VEINTICUATRO
VEINTICUATRO
Salieron a través de una puerta que se abría dentro de la chimenea del gran salón. Se encontraron con una pelea. Genevieve, con los ojos rojos y los afilados colmillos visibles, retrocedía en torno a la larga mesa, porque Zschokke, el mayordomo, la perseguía con una pica.
—Haz algo —sugirió Antonia.
Kloszowski no sabía qué hacer. No sabía si Genevieve se interponía o no entre él la fortuna de Udolpho. Tal vez su muerte lo acercaría un paso más a la posesión de aquellas riquezas, al cumplimiento de su destino.
Entró en la estancia.
—Soy Montoni —anunció—. ¡He regresado del mar para reclamar mis derechos de primogenitura!
Todos se detuvieron y lo miraron.
Él se erguía en toda su estatura, decidido a demostrar, mediante la prestancia, que era de verdad el legítimo heredero. Sus años de vagabundeo quedaron olvidados. Ahora estaba de regreso en el hogar y dispuesto a luchar por lo que era suyo…
—No —dijo otra voz—. Montoni soy yo, y he venido a reclamar mis derechos de primogenitura.
Era D’Amato, vestido como un ridículo bandido c6mico, con fajines, y armado con una espada que apenas podía levantar.
—¿Te has vuelto loco? —preguntó Antonia—. Primero eres un revolucionario, y ahora eres el heredero desaparecido.
—Acabo de recordarlo. Debo de haber sufrido amnesia, pero ahora lo recuerdo. Soy el verdadero Montoni.
D’Amato se sentía afrentado y agitó la espada.
—Jamás me birlarás mi herencia, cerdo. Ni mi tesoro. Es mío, ¿entiendes? Mío. Todas las monedas, las montañas de monedas. ¡Mías, mías, mías!

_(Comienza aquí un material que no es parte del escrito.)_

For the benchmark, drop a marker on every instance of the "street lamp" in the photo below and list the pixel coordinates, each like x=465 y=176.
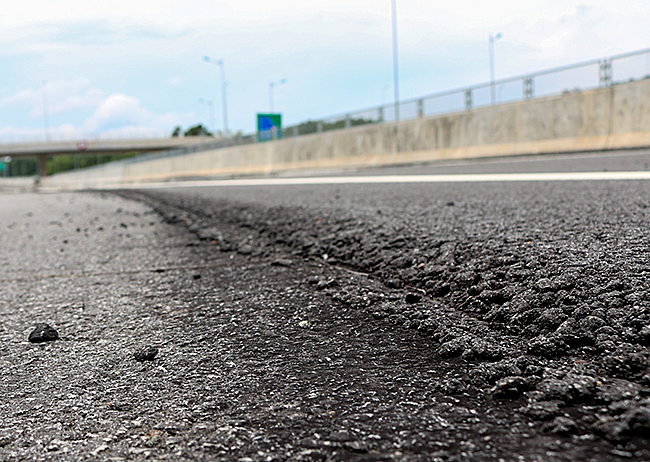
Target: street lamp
x=493 y=38
x=224 y=104
x=395 y=66
x=272 y=85
x=210 y=110
x=46 y=117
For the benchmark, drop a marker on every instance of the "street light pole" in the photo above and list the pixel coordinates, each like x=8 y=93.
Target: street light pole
x=46 y=117
x=395 y=64
x=224 y=103
x=272 y=85
x=492 y=39
x=210 y=110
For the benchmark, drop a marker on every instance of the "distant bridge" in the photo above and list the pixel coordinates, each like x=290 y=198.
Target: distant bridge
x=44 y=149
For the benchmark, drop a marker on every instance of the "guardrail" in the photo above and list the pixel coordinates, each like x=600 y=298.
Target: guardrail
x=597 y=73
x=586 y=75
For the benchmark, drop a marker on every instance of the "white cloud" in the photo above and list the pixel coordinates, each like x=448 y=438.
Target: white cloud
x=60 y=96
x=116 y=111
x=120 y=113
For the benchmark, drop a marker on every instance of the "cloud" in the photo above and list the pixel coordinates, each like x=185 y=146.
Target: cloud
x=118 y=110
x=61 y=97
x=120 y=113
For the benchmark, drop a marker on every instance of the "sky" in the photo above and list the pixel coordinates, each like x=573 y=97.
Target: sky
x=126 y=68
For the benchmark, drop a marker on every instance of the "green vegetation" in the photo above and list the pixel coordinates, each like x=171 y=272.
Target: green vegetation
x=311 y=126
x=20 y=166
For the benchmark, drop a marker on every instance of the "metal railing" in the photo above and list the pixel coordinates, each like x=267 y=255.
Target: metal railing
x=582 y=76
x=587 y=75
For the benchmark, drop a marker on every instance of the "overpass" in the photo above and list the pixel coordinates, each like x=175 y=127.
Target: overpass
x=44 y=149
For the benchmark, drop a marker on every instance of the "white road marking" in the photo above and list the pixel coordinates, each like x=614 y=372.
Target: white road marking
x=455 y=178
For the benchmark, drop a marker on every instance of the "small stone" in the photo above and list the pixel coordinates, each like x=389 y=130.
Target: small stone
x=281 y=262
x=509 y=387
x=561 y=426
x=43 y=333
x=413 y=297
x=145 y=353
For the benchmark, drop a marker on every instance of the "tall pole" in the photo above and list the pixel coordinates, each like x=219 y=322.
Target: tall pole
x=223 y=98
x=210 y=111
x=224 y=102
x=46 y=117
x=272 y=85
x=492 y=39
x=395 y=65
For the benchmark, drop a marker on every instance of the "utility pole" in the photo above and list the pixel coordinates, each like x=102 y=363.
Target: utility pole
x=224 y=103
x=395 y=62
x=492 y=39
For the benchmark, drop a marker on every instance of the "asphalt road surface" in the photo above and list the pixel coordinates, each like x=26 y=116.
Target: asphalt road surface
x=383 y=321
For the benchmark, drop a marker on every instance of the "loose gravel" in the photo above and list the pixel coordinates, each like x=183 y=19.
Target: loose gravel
x=450 y=327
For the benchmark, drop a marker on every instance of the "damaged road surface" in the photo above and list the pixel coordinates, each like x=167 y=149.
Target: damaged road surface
x=333 y=322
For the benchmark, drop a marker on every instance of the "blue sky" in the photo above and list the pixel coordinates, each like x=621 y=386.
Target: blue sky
x=135 y=67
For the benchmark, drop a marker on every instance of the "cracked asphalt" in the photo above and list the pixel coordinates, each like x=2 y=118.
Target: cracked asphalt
x=403 y=322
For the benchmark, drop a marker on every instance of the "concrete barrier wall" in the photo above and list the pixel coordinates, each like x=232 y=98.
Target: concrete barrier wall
x=617 y=117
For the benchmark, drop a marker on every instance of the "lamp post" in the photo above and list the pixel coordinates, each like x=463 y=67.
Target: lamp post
x=224 y=104
x=395 y=66
x=272 y=85
x=492 y=39
x=46 y=117
x=210 y=110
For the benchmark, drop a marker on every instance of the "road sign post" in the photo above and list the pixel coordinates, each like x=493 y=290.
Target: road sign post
x=269 y=127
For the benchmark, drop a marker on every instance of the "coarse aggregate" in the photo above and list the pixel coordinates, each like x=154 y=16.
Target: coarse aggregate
x=312 y=324
x=538 y=292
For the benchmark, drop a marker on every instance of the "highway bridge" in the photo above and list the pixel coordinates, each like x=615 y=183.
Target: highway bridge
x=45 y=149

El comerciante era un demente patético.
La espada de D’Amato se bamboleaba en el aire. Kloszowski no tenía arma ninguna.
—¡Mías!, ¿me oyes? ¡Todas mías!
Antonia le entregó un atizador de un metro de largo rematado por un tridente. Kloszowski recordó cómo D’Amato había maltratado a su amada. Antonia era una princesa gitana vendida cuando era un bebé al brujo del agua, quien la había maltratado a diario. Kloszowski alzó el atizador, contra el cual chocó la espada de D’Amato.
—Resistíos, estúpidos —les gritó Genevieve—. Esto no es real, sino un hechizo del viejo Melmoth.
El comerciante lanzó un tajo salvaje, y Kloszowski apenas pudo evitar que lo alcanzara. Aferró el atizador con ambas manos y lo descargó sobre la cabeza de D’Amato, que cayó contra una pesada silla.
¡Muy bien por el usurpador!
D’Amato cayó hecho un ovillo.
—Es mío, todo mío —mascullaba—. Yo soy Montoni, el verdadero Montoni Udolpho…
Kloszowski atrajo a Antonia hacia sí rodeándole los agitados hombros con un brazo, y besó a la muchacha, a quien convertiría en señora de Udolpho.
—Montoni soy yo —dijo.
Los miró a todos y esperó a que lo aceptaran.
—¡N0! —rugió una voz que le resultaba familiar. La palabra flotó en el aire y resonó como un rayo—. ¡NO!
Había hablado Zschokke, quien, después de todo, no era mudo.
El mayordomo tenía la voz de un toro. Kloszowski había oído antes esa voz, antes de que cayera la noche, antes de que estallara la tormenta. Zschokke era el jefe de los bandidos que le habían robado los caballos al sacerdote de Morr. Tenía que haber adivinado desde el principio que Kloszowski iba disfrazado.
—Yo soy el verdadero Montoni Udolpho —declaró.
Las armaduras vacías que se encontraban en hilera contra el muro del otro lado de la estancia, despertaron a la vida con las viseras levantadas.
—Y éstos son mis leales servidores.
Se trataba de bandidos encallecidos, a muchos de los cuales les faltaba un ojo o la nariz.
—Esta casa y todo lo que hay en ella me pertenece por legítimo derecho.
Zschokke se dio un puñetazo en el pecho para conferir más fuerza a la afirmación. La punta de la pica apareció entre su cuello y una de sus clavículas, y lo ensartó hacia arriba Zschokke miró aquella cosa que sobresalía de su cuerpo y abrió la boca para proferir un ensordecedor alarido de furia.
Lo levantaron del piso como si fuera un juguete, y se deslizó a lo largo del asta de la pica mientras de su boca manaban goterones de sangre que le empapaban la cara. Detrás de Zschokke había un gigante con armadura que lo mantenía ensartado en su propia pica. Al gigante lo acompañaba Christabel, vestida de novia con una cola y un velo blancos y apolillados. Kloszowski se quedó atónito.